Earth, Wind & Water

Ramblings of an Earthling, Laserite and small boat sailor

Tuesday, June 8, 2010

Have you named your boat?

And now you know from this less-than-meticulously composed photo where the name of this blog comes from.  As for where the name of the boat comes from, that's a slightly more interesting story.  As my brother and a Chinese colleague found out a few years ago, this is what you get using an online tool when you translate our last name into Chinese and back into English.  I think it's also a pretty good description of what it's like to be planing in a Laser.  I'd had the boat for about a year before I realized it would make a good name for it, but at least I got around to it and named the boat, with decal and all.  That decal I had made by Compliance Signs, of Chicago Illinois, which, as you might guess, specializes in safety signs. Even though it was a custom job, they charged me only around six bucks for this decal.
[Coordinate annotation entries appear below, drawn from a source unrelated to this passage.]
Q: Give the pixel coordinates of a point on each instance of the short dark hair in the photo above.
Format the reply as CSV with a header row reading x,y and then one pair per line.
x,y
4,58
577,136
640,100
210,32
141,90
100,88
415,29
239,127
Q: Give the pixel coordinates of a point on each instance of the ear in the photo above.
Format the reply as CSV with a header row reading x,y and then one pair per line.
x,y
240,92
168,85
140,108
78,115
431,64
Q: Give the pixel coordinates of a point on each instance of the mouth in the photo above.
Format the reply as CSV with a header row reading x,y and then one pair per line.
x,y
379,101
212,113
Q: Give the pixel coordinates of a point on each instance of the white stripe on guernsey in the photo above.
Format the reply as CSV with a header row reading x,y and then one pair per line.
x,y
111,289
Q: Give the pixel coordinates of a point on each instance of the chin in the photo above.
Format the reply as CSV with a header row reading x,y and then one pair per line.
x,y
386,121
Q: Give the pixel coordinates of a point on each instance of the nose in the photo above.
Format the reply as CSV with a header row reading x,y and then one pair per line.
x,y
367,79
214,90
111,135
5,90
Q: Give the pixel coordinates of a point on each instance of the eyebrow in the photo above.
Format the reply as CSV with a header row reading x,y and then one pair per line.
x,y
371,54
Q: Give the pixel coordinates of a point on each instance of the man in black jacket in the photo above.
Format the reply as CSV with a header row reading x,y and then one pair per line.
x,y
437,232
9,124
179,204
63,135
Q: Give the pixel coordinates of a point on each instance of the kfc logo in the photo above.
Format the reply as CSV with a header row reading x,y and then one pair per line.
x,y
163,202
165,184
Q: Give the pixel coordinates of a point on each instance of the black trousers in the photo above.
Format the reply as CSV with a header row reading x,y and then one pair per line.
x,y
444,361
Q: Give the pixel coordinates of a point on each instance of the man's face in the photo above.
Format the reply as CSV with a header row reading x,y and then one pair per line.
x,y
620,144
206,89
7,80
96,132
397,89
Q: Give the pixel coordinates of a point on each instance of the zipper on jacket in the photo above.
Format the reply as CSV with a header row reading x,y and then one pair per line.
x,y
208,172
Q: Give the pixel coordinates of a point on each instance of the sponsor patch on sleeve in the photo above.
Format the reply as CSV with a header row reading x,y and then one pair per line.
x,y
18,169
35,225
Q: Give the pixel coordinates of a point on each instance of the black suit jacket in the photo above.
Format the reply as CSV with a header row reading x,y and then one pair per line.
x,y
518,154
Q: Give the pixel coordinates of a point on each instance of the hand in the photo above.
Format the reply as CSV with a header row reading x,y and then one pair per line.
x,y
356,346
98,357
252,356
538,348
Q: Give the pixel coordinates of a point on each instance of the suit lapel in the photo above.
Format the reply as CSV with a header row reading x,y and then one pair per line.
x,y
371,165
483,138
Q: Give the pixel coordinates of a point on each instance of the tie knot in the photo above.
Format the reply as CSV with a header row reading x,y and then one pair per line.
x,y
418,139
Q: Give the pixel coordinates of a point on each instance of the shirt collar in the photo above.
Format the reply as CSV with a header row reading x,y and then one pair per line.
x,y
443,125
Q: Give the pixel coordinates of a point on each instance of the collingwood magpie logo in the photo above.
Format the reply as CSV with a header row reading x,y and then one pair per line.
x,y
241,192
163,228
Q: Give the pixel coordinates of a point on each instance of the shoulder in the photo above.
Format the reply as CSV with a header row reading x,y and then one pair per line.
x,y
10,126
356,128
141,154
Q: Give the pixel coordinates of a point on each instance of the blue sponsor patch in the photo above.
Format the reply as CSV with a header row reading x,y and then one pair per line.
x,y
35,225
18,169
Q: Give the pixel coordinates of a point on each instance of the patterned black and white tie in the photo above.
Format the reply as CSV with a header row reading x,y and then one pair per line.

I was a little surprised when I went to two regattas last summer with around 30 Lasers entered in each, that on both occasions, I was one of only two sailors who'd name their boats.  Why is this?  Is it because Laser sailors are all business with no time for such frivolous exploits as naming boats?  Is it maybe because the boats are all so alike (if you drink the Kool-Ade) that the boat is irrelevant, but a conduit to express the sailor's individual brilliance as a skipper?  Maybe just apathy?

By choosing a name that sounds like tumultuous water, I may have violated this oft-quoted advice for naming boats by tempting fate.  (Any one know who first wrote those wise words, by the way?)  However, despite all the spectacular videos you'll find if you search for "exploding water", everyone knows, water cannot explode, at least not literally.

Naming boats is not easy, but it is fun, especially if you think up names with friends.  And so I return to my original question: Have you named your boat?

Wednesday, June 2, 2010

Chockablock!

One of the things I like about sailing is it's rich vocabulary, and the way has given it's words and expressions to general usage.  Expressions like "leaving yourself leeway", "having the wind knocked out of your sails", "liking the cut of someone's jib", and "being stuck in the doldrums" are so commonplace in everyday use that most people don't stop to think about where they come from.

As an aeronautical engineer, I love the aviation terms that have come from sailing - rolling, pitching, and yawing; surging, swaying, and heaving; buttlines, waterlines and stations, and indeed the name of the field itself, aeronautics. Bulkheads, rudders and strakes, the list goes on and on.

I'd been sailing for many years before I realized that the term chockablock comes from sailing.  The first definition given by Webster's is pulled so tight as to have the blocks touching, and the etymology refers to the preceding entry, chock, another bit of nautical hardware.  I'm not sure if the "chock" in chockablock comes from that type of chock or from the chocks, or cheeks of a block, but either way, I like the expression a lot more now that I know where it comes from.

We Laser sailors often talk about being two-blocked, or block to block, but i think we should revive this nautical term and instead say chockablock!